A entrada em vigor provisória de um novo acordo comercial entre o Brasil e a União Europeia, prevista para maio, representa uma inflexão relevante para o agronegócio nacional. Mais do que ampliar o acesso a mercados, o pacto impõe um novo padrão competitivo baseado em critérios como origem, sustentabilidade e transparência.
O cenário internacional tem evoluído para um modelo em que exigências regulatórias e preferências do consumidor caminham juntas. Nesse contexto, a capacidade de demonstrar práticas responsáveis ao longo de toda a cadeia produtiva passa a ser determinante para a inserção e permanência no mercado europeu.
Durante encontro promovido pela Associação Brasileira de Marketing Rural e Agro (ABMRA), representantes destacaram que o acordo surge em meio a uma reconfiguração das relações comerciais globais. O aumento da exigência por parte dos consumidores europeus coloca a imagem do agro brasileiro no centro da competitividade, equiparando percepção de marca à eficiência produtiva.
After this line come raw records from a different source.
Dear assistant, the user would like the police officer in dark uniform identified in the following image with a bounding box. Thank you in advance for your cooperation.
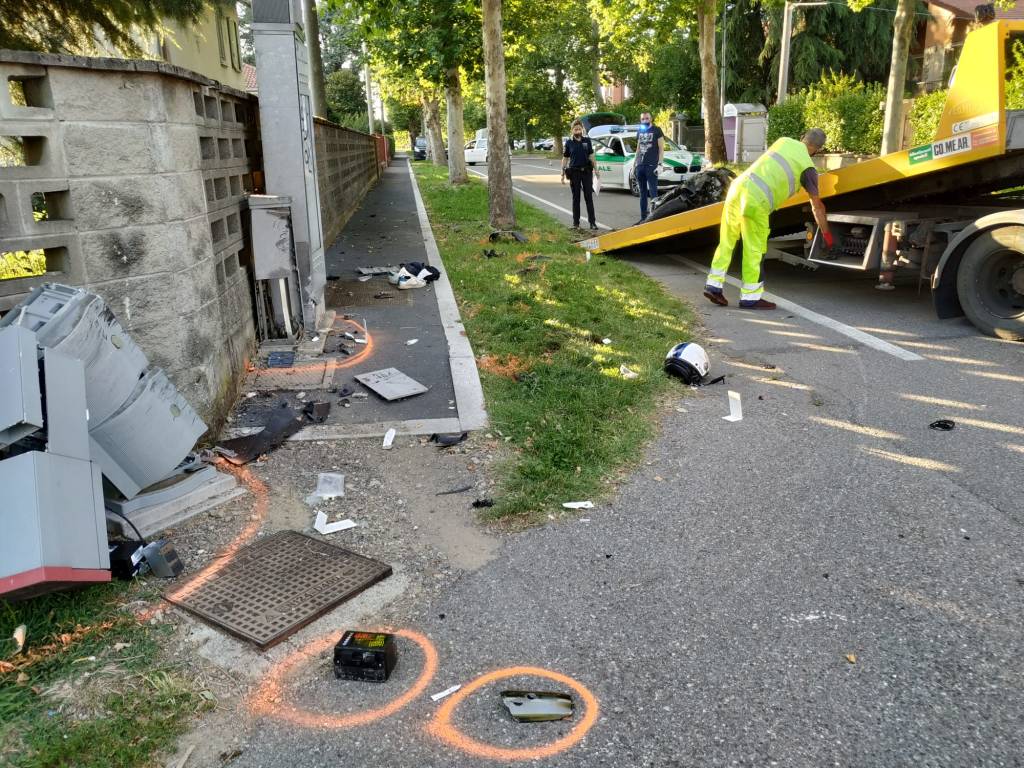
[562,120,597,229]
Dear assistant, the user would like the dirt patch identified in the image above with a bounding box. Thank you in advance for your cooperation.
[476,354,532,379]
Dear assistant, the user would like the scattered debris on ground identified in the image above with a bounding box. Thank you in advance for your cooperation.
[501,690,572,723]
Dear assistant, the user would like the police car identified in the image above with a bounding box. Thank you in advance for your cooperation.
[587,125,705,197]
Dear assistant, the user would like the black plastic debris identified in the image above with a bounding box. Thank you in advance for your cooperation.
[266,352,295,368]
[217,401,304,466]
[501,690,572,723]
[434,485,473,496]
[334,631,398,683]
[429,432,469,447]
[487,229,529,243]
[302,400,331,424]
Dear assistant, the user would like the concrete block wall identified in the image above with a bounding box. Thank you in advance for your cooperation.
[313,118,381,248]
[0,50,260,426]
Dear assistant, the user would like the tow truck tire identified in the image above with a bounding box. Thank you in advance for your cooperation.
[956,225,1024,341]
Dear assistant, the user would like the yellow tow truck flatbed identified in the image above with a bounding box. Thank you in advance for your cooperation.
[581,20,1024,339]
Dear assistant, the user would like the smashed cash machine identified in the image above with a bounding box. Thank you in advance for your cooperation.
[0,284,206,599]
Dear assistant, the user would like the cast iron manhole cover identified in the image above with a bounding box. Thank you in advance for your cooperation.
[164,530,391,650]
[324,278,409,308]
[246,358,335,391]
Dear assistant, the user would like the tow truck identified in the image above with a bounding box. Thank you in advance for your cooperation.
[581,20,1024,341]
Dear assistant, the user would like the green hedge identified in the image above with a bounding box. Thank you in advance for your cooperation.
[1007,40,1024,110]
[910,89,946,146]
[768,73,885,155]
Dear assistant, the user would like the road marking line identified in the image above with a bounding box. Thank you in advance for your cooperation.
[517,163,562,173]
[675,256,925,362]
[467,169,612,229]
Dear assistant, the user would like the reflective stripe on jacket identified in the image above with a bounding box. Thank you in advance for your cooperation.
[739,136,814,211]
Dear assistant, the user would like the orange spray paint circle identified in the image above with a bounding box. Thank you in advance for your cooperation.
[426,667,599,760]
[249,629,437,728]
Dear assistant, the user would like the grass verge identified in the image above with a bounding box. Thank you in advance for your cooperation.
[414,164,692,516]
[0,583,210,768]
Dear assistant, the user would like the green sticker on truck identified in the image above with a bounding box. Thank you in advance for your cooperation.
[908,133,971,165]
[910,144,932,165]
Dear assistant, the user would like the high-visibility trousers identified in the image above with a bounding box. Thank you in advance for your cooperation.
[708,181,771,301]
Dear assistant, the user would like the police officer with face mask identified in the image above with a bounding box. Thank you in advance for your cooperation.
[633,112,665,224]
[562,120,597,229]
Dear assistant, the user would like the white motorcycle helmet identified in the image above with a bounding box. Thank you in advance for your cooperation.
[665,341,711,385]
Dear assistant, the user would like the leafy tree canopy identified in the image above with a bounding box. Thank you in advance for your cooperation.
[0,0,218,56]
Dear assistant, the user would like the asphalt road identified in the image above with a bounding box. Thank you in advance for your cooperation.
[235,161,1024,768]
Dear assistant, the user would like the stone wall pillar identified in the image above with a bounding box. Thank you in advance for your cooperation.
[253,0,327,335]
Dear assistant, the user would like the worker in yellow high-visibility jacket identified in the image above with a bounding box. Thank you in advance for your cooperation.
[705,128,833,309]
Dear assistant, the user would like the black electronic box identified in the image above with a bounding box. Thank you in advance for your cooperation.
[334,630,398,683]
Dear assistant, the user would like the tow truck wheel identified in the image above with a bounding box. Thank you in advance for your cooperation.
[956,226,1024,341]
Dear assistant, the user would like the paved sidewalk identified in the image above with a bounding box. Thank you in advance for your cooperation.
[236,157,486,440]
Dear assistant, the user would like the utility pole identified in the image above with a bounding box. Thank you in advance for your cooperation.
[362,41,376,133]
[718,3,729,114]
[302,0,327,118]
[775,2,828,104]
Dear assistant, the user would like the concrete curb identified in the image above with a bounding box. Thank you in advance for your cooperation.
[407,163,487,432]
[223,416,468,442]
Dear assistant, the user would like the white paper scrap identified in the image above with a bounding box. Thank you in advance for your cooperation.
[722,389,743,421]
[430,685,462,701]
[306,472,345,506]
[313,512,355,536]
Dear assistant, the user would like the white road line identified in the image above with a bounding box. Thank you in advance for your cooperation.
[513,163,562,173]
[675,256,925,361]
[466,168,613,229]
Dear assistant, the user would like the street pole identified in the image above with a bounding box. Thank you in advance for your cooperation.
[362,42,375,133]
[718,3,729,115]
[775,2,793,104]
[775,2,828,104]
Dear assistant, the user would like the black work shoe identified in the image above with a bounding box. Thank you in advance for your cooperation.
[705,291,729,306]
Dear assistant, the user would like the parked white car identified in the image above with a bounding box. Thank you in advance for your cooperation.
[466,138,487,165]
[589,125,705,197]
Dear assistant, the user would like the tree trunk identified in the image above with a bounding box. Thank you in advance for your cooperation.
[697,0,726,163]
[882,0,913,155]
[554,68,565,157]
[302,0,327,118]
[444,67,469,184]
[423,94,447,165]
[483,0,515,229]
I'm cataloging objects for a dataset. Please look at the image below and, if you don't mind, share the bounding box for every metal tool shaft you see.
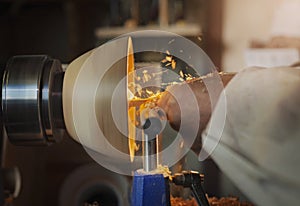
[143,134,158,172]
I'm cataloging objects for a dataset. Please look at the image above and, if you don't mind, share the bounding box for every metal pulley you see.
[2,55,65,145]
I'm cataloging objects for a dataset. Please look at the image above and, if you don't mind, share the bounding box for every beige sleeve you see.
[202,68,300,206]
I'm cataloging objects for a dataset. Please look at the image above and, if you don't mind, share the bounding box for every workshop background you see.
[0,0,300,206]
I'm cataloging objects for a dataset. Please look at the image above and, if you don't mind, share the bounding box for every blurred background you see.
[0,0,300,206]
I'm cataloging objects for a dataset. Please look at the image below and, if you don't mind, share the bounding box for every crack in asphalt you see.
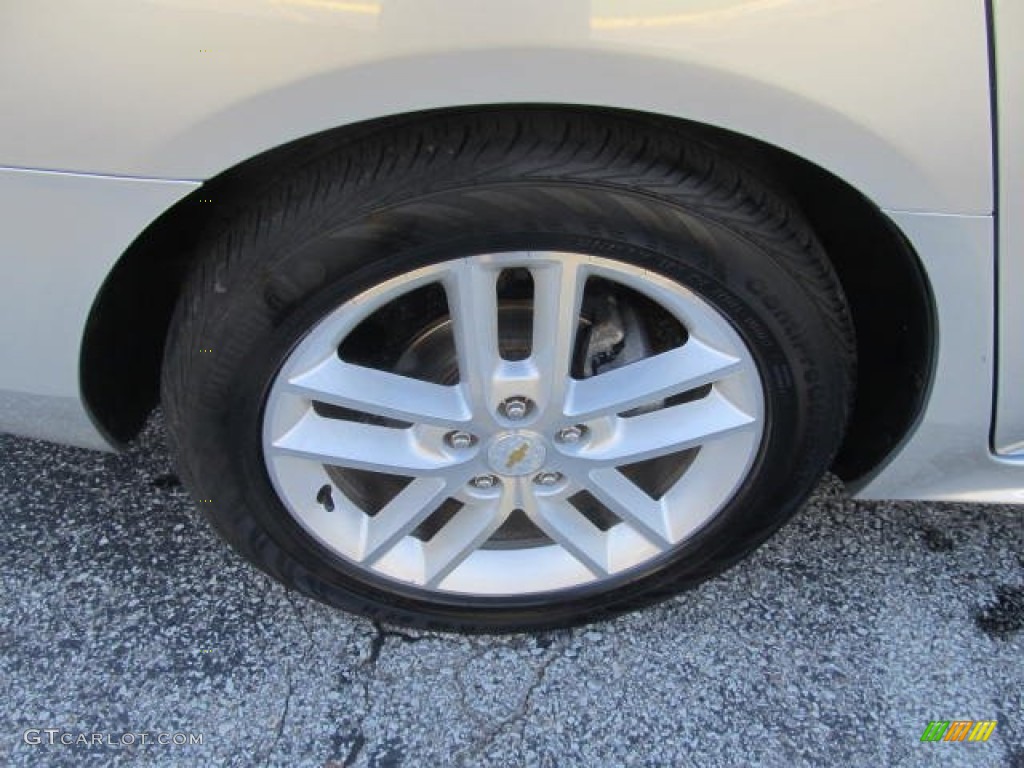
[263,590,316,768]
[364,620,432,667]
[455,630,572,768]
[263,662,295,768]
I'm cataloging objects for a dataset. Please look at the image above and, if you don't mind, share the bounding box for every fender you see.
[0,0,992,215]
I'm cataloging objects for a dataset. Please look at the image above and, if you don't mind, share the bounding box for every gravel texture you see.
[0,419,1024,768]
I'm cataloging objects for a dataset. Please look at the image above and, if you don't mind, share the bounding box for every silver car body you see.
[0,0,1024,503]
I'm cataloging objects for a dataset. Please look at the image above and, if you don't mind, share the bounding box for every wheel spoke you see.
[288,354,470,426]
[444,259,501,417]
[269,411,453,476]
[523,495,608,577]
[565,339,741,421]
[423,494,512,588]
[530,258,587,408]
[362,477,447,564]
[579,390,756,466]
[589,467,672,550]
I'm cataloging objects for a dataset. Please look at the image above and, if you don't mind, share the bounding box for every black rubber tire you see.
[163,108,855,632]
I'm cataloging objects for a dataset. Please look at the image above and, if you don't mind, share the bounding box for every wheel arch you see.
[80,104,935,479]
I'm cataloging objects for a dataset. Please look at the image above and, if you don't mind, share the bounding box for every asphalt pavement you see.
[0,418,1024,768]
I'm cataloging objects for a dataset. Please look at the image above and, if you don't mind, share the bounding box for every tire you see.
[163,109,855,632]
A avaliação predominante é de que há espaço para fortalecer a confiança nos produtos brasileiros, sobretudo por meio de investimentos em rastreabilidade, certificações e mecanismos de verificação de origem. Nos últimos anos, o setor enfrentou questionamentos relacionados a temas ambientais, o que reforça a necessidade de uma estratégia mais estruturada de comunicação e posicionamento.
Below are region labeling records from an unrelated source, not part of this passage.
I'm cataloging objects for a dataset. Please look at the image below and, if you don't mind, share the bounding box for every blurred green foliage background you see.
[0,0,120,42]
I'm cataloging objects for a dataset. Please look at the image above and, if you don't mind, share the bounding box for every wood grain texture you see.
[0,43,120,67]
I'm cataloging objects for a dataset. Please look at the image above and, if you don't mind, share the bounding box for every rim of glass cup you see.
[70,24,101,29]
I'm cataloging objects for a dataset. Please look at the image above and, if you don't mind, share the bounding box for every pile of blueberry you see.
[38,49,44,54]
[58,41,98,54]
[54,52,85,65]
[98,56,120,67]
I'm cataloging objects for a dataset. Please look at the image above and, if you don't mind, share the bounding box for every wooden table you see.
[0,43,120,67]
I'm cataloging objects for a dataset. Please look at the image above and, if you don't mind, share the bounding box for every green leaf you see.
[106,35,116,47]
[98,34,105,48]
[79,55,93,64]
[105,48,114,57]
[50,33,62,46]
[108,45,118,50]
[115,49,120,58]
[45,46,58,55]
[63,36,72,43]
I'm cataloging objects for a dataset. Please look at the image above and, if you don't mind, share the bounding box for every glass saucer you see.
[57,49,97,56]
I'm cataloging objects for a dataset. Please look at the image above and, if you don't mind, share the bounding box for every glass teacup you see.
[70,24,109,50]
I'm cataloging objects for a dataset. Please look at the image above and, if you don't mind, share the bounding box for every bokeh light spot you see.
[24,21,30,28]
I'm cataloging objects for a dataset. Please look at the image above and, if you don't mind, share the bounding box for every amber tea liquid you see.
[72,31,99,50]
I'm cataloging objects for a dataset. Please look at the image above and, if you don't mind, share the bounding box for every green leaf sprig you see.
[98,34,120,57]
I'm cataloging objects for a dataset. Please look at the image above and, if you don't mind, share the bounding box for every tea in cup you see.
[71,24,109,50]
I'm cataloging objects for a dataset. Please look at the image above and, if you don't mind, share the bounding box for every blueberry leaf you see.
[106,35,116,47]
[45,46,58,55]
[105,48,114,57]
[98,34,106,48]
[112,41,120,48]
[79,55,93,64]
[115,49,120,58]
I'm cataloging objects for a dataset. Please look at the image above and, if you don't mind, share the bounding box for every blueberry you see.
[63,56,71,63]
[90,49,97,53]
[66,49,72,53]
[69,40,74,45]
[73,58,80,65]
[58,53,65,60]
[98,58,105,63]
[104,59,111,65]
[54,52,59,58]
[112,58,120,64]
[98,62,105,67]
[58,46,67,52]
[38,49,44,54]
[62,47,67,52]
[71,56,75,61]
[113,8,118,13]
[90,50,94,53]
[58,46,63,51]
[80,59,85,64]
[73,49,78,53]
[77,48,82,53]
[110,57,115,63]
Três pilares passam a orientar esse novo momento: rastreabilidade, confiabilidade e sustentabilidade. A comprovação da origem dos produtos, a transparência nas cadeias produtivas e a adoção de práticas alinhadas às exigências ambientais deixam de ser diferenciais competitivos e se tornam requisitos básicos de acesso ao mercado europeu.
Para o presidente da ABMRA, Ricardo Nicodemos, o momento exige uma mudança de postura do setor. Segundo ele, o agronegócio brasileiro precisa avançar na construção de uma identidade global sólida, deixando de atuar apenas como fornecedor de commodities para se consolidar como uma marca reconhecida internacionalmente.
A nova conjuntura aponta para um reposicionamento estratégico do agro brasileiro, no qual a integração entre produção, sustentabilidade e comunicação será decisiva para garantir competitividade em mercados cada vez mais exigentes e regulados.